Infosys has received a penalty of 97,035 Singapore dollars (over INR 66 lakh) from Singapore's tax authority for alleged delays in Goods and Services Tax (GST) payments for the April-June 2025 period. The company, which received the order on August 13, stated that the penalty does not have a material impact on its financials. In a separate development, Infosys also announced it will acquire a 75 percent stake in Versent Group, a subsidiary of Australian telecom company Telstra, for AUD 233.25 million (about INR 1,336 crore). This acquisition is part of a strategic collaboration to provide AI-enabled cloud and digital solutions for Australian businesses.
Infosys, a global IT company, has been fined by the Inland Revenue Authority of Singapore (IRAS). The tax authority has imposed a penalty of 97,035 Singapore dollars, which is over INR 66 lakh, on the company for an alleged delay in Goods and Services Tax (GST) payments for the period of April to June 2025. The order was communicated to the company on August 13, 2025.
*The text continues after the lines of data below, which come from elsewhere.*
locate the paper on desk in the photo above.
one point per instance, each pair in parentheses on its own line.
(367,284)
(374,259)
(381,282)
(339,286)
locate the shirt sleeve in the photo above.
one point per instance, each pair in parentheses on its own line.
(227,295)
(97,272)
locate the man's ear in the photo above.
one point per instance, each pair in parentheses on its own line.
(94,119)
In a separate development, Infosys also announced that it plans to acquire a 75 percent stake in Versent Group, a wholly-owned subsidiary of Australian telecom company Telstra, for AUD 233.25 million (about INR 1,336 crore). The acquisition is part of a strategic collaboration to form a joint venture to provide AI-enabled cloud and digital solutions for Australian businesses. This is a significant strategic move for the company to expand its AI-led strategy and deliver advanced cloud and digital solutions.
According to Singapore's tax laws, the payment of GST is due within one month after the end of the accounting period. The penalty for late payment is a 5% surcharge on the outstanding tax. The IRAS also conducts regular audits to ensure compliance. The Singapore government aims to use GST to lower corporate income taxes and increase foreign direct investment, and has signed a Double Tax Avoidance Agreement (DTAA) with India to help companies avoid paying double taxes.
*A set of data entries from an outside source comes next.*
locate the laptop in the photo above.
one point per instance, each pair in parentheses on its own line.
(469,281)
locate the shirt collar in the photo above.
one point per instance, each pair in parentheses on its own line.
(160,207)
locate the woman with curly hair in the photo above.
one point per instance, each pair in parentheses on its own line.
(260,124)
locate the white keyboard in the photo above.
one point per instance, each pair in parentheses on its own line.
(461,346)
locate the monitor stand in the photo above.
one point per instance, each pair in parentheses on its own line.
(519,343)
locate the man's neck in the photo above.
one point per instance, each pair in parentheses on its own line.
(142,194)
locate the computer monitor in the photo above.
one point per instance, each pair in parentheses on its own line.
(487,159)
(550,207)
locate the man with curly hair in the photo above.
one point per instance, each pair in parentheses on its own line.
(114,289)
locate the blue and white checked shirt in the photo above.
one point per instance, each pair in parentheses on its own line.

Infosys has clarified in a regulatory filing that the penalty, which relates to its GST obligations in Singapore, does not have any material impact on its financial position, operations, or other activities. The company, which is headquartered in Bengaluru, has a strong presence in Singapore and other parts of the world, with its diverse portfolio of services including AI-enabled cloud, data, and digital consulting.